A reader asks:
I manage a department of 20 people, who are divided into smaller teams of two to three people each. Each small team is in charge of exactly the same tasks but for a different geographical area. Some of the challenges they face on a daily basis are part of bigger issues that concern the wider team, so communication between them is really essential.
I try my best to recruit people who are team players and enjoy sharing information and like to see the bigger picture. I also have monthly meetings with the whole department where each team explains what they are working on, problems they have if they need some help, etc. My hope was that this would invite open discussion, and information and ideas would flow between them.
But during these meetings, no discussions arise. Each team presents their part, everyone nods, the next team presents their part, everyone nods, and you get the picture. I have also tried organizing workshops and discussing this in smaller teams, but nothing seems to work. Do you have suggestions for how to get a large team of people to openly discuss ideas, challenge one other, and all-in-all get a better synergy among themselves?
I'd bet money that your team hates those meetings. Meetings that consist mainly for or solely of round-robin information delivery are incredibly boring.

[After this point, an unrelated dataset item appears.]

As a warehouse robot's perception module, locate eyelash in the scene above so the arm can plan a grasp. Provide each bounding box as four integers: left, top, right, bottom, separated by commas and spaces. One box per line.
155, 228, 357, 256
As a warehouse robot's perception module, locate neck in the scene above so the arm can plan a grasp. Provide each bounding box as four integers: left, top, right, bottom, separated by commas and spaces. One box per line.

I know that's exactly what you're trying to avoid and what you're asking how to fix -- but the structure itself (go around the room and share what's happening) is probably what's producing the results you're seeing. It's just not a great structure if you're trying to stimulate real discussion.
So I'd throw that format out entirely. Instead, pick one or two challenges that one of the teams is experiencing, send a short write-up of those challenges to everyone at least a few days in advance (even better, have someone on that team write it up), and ask everyone to think about it and come prepared with thoughts to discuss. Then make that the meeting, with you facilitating to ensure that everyone gets airtime and asking questions designed to draw out discussion. For example: "Jane, I know you dealt with something similar last year -- can you talk about how you handled this on the X project?" or "Fergus, you're sometimes skeptical of this approach -- what's your take on it in this context?" and so forth.
That will force discussion ... as you will be quite literally forcing it by the way you've structured the time.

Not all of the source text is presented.